If you have a 3d printer I can send you a file for a design I made that allows pressure closed transfer with a 5 gallon bucket. I used it with buckets and now use the same technique on my Fermonster now that I upgraded. Much less hardware than all the stuff posted above.
 
Last edited:
If you have a 3d printer I can send you a file for a design I made that allows pressure transfer with a 5 gallon bucket. I used it with buckets and now use the same technique on my Fermonster now that I upgraded. Much less hardware than all the stuff posted above.
Pics?

Brew on :mug:
 
Pics?

Brew on :mug:
Sorry I wrote "pressure" and should have prolly put "closed" transfer. If you wanted to do a pressure with dip tube you'd need the same amount of hardware probably.
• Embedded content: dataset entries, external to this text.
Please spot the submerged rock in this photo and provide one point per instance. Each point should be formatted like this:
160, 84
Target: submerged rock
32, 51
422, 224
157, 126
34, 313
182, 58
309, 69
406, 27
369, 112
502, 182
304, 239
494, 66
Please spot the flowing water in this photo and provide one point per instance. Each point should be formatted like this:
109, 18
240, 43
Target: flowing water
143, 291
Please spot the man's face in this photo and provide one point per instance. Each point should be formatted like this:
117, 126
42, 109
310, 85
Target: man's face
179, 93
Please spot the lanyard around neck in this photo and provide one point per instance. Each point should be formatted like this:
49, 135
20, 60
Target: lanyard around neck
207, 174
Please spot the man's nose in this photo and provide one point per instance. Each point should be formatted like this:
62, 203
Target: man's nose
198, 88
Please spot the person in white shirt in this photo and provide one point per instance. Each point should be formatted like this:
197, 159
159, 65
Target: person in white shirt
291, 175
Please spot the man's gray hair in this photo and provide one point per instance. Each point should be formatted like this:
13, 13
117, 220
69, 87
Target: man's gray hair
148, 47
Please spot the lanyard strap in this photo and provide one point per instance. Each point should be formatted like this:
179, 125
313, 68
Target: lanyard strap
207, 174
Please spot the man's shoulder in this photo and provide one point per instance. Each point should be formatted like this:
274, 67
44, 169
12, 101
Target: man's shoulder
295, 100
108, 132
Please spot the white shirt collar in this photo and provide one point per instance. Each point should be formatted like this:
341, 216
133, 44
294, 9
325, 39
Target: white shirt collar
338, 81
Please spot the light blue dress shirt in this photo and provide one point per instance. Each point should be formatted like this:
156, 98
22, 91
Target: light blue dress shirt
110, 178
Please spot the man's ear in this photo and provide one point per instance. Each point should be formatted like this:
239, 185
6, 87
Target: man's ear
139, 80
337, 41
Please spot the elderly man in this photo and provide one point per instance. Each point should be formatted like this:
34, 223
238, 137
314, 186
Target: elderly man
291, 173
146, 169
But I did find with the good bucket lids you get at the hardware store, not the brew bucket lids, that a brew bucket can handle a couple psi to help along the closed transfer, same with the Fermonster. I am at work and don't have pics of the installed set up just the part. I use this with a carbonation cap in the lid of the bucket or Fermonster. Just one instead of two like the other model. It allows me to purge a keg with fermentation. Then I use a spigot in the bucket/fermonster for beer transfer. Spigot is installed above trub line. One line spigot to keg then another line keg to carbonation cap on top. Give the keg like 2psi before you hook it all up and closed transfer with some pressure to speed things up.
tempImageO3GwtM.jpg
tempImagem62OGL.jpg
 
Awesome. Thanks, that makes it much easier. Other than the gas line hooked to the top of the fermenter, that is almost what I do with the bucket. Let gravity do it's thing. I was thinking of trying to just hook the tube you have running into the bucket back into the fermenter thru the airlock hole to keep the O2 out that way. But, I like your setup better. I might check and see if Austin Homebrew has the fermzilla as I have a 60 dollar gift card burning hole in my pocket. LOL
 
If you have a 3d printer I can send you a file for a design I made that allows pressure closed transfer with a 5 gallon bucket. I used it with buckets and now use the same technique on my Fermonster now that I upgraded. Much less hardware than all the stuff posted above.
Unfortunately I do not have one of those. I am not much in the tech savvy category, but thank you for the offer.